Europeans must fear an ill-fated slippage of standards for the good life as Aristotle described the moral objective of the state. Again, it is never a done deal. Today, fear for globalisation; fear for loss of national identity; fear for emerging economic powers, etc. are factors that crudely interfere with exemplary behaviour and Western soft power. Worse, these are easy themes to explore by populists. Still worse, governments have no answers and are reluctant to formulate some. Leaders fear the public polls and often follow them rather than challenge popular views. They seek solutions in vague compromises or even in referenda laying responsibility back on the voters.

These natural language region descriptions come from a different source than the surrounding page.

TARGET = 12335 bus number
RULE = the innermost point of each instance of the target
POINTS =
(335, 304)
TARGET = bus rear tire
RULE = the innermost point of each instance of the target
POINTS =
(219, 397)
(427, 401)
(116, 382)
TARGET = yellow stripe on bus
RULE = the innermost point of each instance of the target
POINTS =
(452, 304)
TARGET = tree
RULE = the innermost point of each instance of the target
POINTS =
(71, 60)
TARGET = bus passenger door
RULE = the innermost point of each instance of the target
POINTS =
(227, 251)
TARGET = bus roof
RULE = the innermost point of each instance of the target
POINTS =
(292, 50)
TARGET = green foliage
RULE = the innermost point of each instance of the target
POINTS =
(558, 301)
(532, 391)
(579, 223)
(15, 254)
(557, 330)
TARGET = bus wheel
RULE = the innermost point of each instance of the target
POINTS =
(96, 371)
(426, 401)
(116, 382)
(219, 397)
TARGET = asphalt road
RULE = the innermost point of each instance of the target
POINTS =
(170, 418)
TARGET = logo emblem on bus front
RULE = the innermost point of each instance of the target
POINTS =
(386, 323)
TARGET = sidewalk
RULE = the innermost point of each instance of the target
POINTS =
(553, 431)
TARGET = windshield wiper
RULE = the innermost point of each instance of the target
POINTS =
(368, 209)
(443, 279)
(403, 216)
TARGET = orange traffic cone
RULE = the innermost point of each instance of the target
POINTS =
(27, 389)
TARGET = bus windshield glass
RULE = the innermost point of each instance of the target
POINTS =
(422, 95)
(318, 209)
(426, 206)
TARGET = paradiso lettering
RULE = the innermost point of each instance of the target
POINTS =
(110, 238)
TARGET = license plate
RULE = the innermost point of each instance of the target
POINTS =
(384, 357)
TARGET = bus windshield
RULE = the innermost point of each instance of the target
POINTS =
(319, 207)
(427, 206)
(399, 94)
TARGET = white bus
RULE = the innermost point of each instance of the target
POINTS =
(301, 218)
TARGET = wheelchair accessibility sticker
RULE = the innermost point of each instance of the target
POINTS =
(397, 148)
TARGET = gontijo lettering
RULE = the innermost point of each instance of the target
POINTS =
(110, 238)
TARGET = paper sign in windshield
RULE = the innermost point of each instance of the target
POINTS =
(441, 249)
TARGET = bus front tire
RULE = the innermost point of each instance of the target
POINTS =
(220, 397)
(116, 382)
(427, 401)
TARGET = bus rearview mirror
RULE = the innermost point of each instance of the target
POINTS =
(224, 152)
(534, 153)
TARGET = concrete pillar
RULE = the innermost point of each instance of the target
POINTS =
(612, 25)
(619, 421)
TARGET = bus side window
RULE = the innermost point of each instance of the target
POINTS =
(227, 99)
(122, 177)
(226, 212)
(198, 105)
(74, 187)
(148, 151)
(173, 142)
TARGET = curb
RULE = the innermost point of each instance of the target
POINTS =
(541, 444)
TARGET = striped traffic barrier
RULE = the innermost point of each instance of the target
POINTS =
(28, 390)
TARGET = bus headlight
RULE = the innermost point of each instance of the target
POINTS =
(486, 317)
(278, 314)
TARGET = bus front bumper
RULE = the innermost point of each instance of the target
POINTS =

It is a dubious tool certainly for resolving complex issues, not to mention international questions. For example, a mere 32 percent of the Dutch electorate voted in the referendum as to the EU agreement with Ukraine; sixty per cent of this minority opposed the agreement. That means that twenty per cent of the total electorate represented the majority. The organisers, who are against the EU, simply used the public mood against expansion of the EU against the EU itself. They do not care a bit about Ukraine. Meanwhile, they claimed that ‘the people’ and thus democracy have clearly indicated what the government should do: renounce the agreement. Poor Ukraine and poor people who believed in Europe’s soft power and in the Dutch democracy. We actually renounced our values and undermined their credibility.

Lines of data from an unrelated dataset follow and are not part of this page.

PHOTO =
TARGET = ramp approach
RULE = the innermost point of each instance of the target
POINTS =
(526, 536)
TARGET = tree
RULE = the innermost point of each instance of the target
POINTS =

This example does not stand alone: what about Brexit? What about Hungary that claims to be protestant/catholic and refuses Muslim immigrants? What about Poland changing its constitution unconstitutionally? How can it criticise Germany for showing moral leadership in the refugees drama? What about the lack of a refugee policy, to begin with? I can go on, but the point should be clear. Our soft power suffers a number of setbacks. We disown our most basic values of soft power and will lose impact in promoting a just, democratic order in the world.
This is not just an ephemeral problem. The European societies at large suffer from a lack of responsibility for maintaining the accomplishments. People talk about rights rather than responsibilities. They are entitled to enjoy freedom of speech and social security; they see 50 per cent-plus-one as the rule of democracy and the view of the layman-citizen is as important as the one of experts; quantity seems the criterion to judge the truth, not quality. The list does not end here. These people are not fighting for what they inherited in order to retain it. They assume the good life as a concern of the state, not theirs. They often do not eschew nationalism. Unfortunately, nationalists exclude others and do not unite societies. On the contrary, they disunite. They do not support the rules of pluralism and the truth of EU beauty, namely unity in diversity.
These and other disturbing, growing conceptions are the more profound problem of the EU’s soft power. If we lose this asset what can we hope for in world politics? There is no-one else to do this job as a non-threatening power. If the EU and its member states fail to recover from this set-back, we risk falling back in the hard power game, also with potential and aspiring states like Turkey. A prospect we should resist.